Result: Each word's representation includes context from ALL other words
Self-Attention Implementation
import torch
import torch.nn as nn
import torch.nn.functional as F
import math
class MultiHeadSelfAttention(nn.Module):
def __init__(self, d_model, num_heads):
super().__init__()
self.d_model = d_model
self.num_heads = num_heads
self.head_dim = d_model // num_heads
# Linear projections for Q, K, V
self.query = nn.Linear(d_model, d_model)
self.key = nn.Linear(d_model, d_model)
self.value = nn.Linear(d_model, d_model)
self.output = nn.Linear(d_model, d_model)
def forward(self, x):
batch_size, seq_len, d_model = x.shape
# Create Q, K, V matrices
Q = self.query(x) # [batch, seq_len, d_model]
K = self.key(x)
V = self.value(x)
# Reshape for multi-head attention
Q = Q.view(batch_size, seq_len, self.num_heads, self.head_dim).transpose(1, 2)
K = K.view(batch_size, seq_len, self.num_heads, self.head_dim).transpose(1, 2)
V = V.view(batch_size, seq_len, self.num_heads, self.head_dim).transpose(1, 2)
# Compute attention scores
scores = torch.matmul(Q, K.transpose(-2, -1)) / math.sqrt(self.head_dim)
attention_weights = F.softmax(scores, dim=-1)
# Apply attention to values
attention_output = torch.matmul(attention_weights, V)
# Concatenate heads and project
attention_output = attention_output.transpose(1, 2).contiguous()
attention_output = attention_output.view(batch_size, seq_len, d_model)
return self.output(attention_output)
# Example usage
model = MultiHeadSelfAttention(d_model=512, num_heads=8)
sequence = torch.randn(32, 100, 512) # Batch=32, SeqLen=100, Features=512
output = model(sequence)
print(f"Attention output: {output.shape}") # [32, 100, 512]
Here's how the magic works: every word (or token) gets three mathematical representations – a query, key, and value. The transformer computes attention by asking "how much should this word care about every other word in the sequence?" It does this in parallel across multiple "attention heads," allowing the model to capture different types of relationships simultaneously – grammatical, semantic, and contextual.
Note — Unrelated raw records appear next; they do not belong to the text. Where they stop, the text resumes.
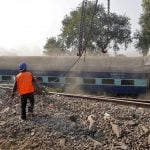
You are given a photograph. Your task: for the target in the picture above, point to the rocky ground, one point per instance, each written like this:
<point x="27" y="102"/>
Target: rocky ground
<point x="62" y="123"/>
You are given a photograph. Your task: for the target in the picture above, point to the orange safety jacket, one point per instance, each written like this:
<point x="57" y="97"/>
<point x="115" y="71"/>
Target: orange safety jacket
<point x="24" y="83"/>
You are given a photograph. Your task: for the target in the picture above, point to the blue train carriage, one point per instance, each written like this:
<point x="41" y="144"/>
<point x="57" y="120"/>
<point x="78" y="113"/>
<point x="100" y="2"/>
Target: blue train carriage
<point x="111" y="75"/>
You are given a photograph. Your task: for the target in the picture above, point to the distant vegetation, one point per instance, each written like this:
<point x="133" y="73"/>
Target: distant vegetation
<point x="68" y="41"/>
<point x="143" y="36"/>
<point x="100" y="38"/>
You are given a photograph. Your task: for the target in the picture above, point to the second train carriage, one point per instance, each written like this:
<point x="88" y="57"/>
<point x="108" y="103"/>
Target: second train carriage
<point x="113" y="75"/>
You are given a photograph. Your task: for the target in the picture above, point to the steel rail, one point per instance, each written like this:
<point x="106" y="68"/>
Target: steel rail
<point x="122" y="101"/>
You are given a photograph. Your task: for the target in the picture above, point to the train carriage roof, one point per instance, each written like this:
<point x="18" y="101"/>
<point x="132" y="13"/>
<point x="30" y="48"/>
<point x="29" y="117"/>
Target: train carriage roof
<point x="91" y="63"/>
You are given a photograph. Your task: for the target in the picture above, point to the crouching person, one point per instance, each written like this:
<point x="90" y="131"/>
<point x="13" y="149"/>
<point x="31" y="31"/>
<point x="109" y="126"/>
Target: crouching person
<point x="25" y="88"/>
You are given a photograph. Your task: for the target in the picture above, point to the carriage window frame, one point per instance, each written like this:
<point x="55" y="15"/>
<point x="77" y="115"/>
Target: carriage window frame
<point x="6" y="78"/>
<point x="108" y="81"/>
<point x="53" y="79"/>
<point x="70" y="80"/>
<point x="39" y="78"/>
<point x="127" y="82"/>
<point x="89" y="81"/>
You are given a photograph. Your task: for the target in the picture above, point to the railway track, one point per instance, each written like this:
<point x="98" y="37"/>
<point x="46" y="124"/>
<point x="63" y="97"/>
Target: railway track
<point x="122" y="101"/>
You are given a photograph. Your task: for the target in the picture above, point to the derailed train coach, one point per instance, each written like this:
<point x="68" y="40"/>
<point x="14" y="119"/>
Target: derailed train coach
<point x="97" y="74"/>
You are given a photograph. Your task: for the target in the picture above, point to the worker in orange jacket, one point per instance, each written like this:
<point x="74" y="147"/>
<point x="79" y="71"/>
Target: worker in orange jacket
<point x="24" y="85"/>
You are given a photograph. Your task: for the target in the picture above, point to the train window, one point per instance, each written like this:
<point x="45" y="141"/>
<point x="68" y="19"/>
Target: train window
<point x="6" y="78"/>
<point x="107" y="81"/>
<point x="88" y="81"/>
<point x="127" y="82"/>
<point x="53" y="79"/>
<point x="70" y="80"/>
<point x="40" y="79"/>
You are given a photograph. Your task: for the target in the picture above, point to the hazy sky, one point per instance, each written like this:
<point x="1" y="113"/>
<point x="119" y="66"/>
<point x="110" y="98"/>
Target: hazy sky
<point x="25" y="24"/>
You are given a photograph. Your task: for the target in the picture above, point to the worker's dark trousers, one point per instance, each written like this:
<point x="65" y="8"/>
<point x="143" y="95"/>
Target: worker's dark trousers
<point x="24" y="99"/>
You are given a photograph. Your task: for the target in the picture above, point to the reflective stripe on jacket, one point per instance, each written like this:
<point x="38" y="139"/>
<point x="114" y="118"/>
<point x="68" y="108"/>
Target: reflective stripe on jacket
<point x="24" y="83"/>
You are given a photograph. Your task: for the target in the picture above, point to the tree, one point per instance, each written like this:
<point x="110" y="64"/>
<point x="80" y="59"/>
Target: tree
<point x="143" y="36"/>
<point x="107" y="31"/>
<point x="53" y="46"/>
<point x="100" y="37"/>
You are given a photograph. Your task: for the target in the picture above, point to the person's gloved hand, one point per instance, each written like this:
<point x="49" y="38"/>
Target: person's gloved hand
<point x="12" y="95"/>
The breakthrough came from abandoning sequential processing entirely. Where RNNs crawl through sequences one step at a time, Transformers process everything in parallel. This makes them incredibly fast on modern GPUs and allows them to capture long-range dependencies that would vanish in traditional RNNs.
But there's a catch. Attention scales quadratically – double your document length, and you quadruple the computational cost. This makes long documents expensive to process and creates a new class of vulnerabilities. When your AI system accepts natural language input, it becomes vulnerable to prompt injection attacks – malicious instructions disguised as innocent text.